|
Cooperative Caching Layer for Scalable Parallel Data Movement in Exascale Supercomputing: Copper

Users of exascale computers like the ALCF’s Aurora—which feature more than 10,000 compute nodes—can experience as much as 20 minutes of idle time for a single line of code during application initialization. Copper, a scalable data loading library developed at the ALCF by an Argonne research team, addresses this problem—reducing load times by as much as 95 percent—by freeing up energy and compute resources. This is achieved without any changes to application codes, by means of a cooperative caching layer.
Challenge
The ALCF’s file system struggled to accommodate requests commensurately with the rate at which users made them, leading to frequent crashes. The researchers responded to this I/O bottleneck by introducing a data loader capable of reducing reducing storage-side congestion: Copper, a read-only cooperative caching layer.
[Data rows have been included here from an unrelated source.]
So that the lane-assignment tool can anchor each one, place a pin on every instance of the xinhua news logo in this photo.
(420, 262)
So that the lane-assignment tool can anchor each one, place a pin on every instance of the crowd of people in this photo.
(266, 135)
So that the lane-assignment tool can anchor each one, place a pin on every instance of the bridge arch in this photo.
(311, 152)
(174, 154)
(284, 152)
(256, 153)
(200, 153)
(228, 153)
Without the use of algorithms, Copper reduces initialization and loading times by creating a remote procedure call (RPC) overlay network tree with local cache on each node. The root node performs the data loading from the underlying storage system and then distributes to requesting nodes over the ALCF’s Slingshot network.
Performance Results
Copper users merely need to append a prefix to the data path without any application code changes. This simple path change has enabled scaling with near constant data-loading on many thousands of nodes of the Aurora system, as demonstrated in a paper presented at the 2024 Supercomputing Conference. By freeing up highly contended computing resources and network infrastructure with vastly reduced I/O demands, Copper improves performance in numerous ways.

Impact
Copper has not only drastically reduced the total time to load data and software libraries, but has also freed up such previously contended, highly demanded resources such as filesystem responders and storage network bandwidth. The savings in time and energy have enabled the ALCF to permit more science-campaign jobs with more efficient utilization of resources. Copper also provides an effective means to adopt and reuse existing software libraries developed within the DOE laboratory system. The researchers are currently assisting other exascale computing facilities with the deployment of Copper.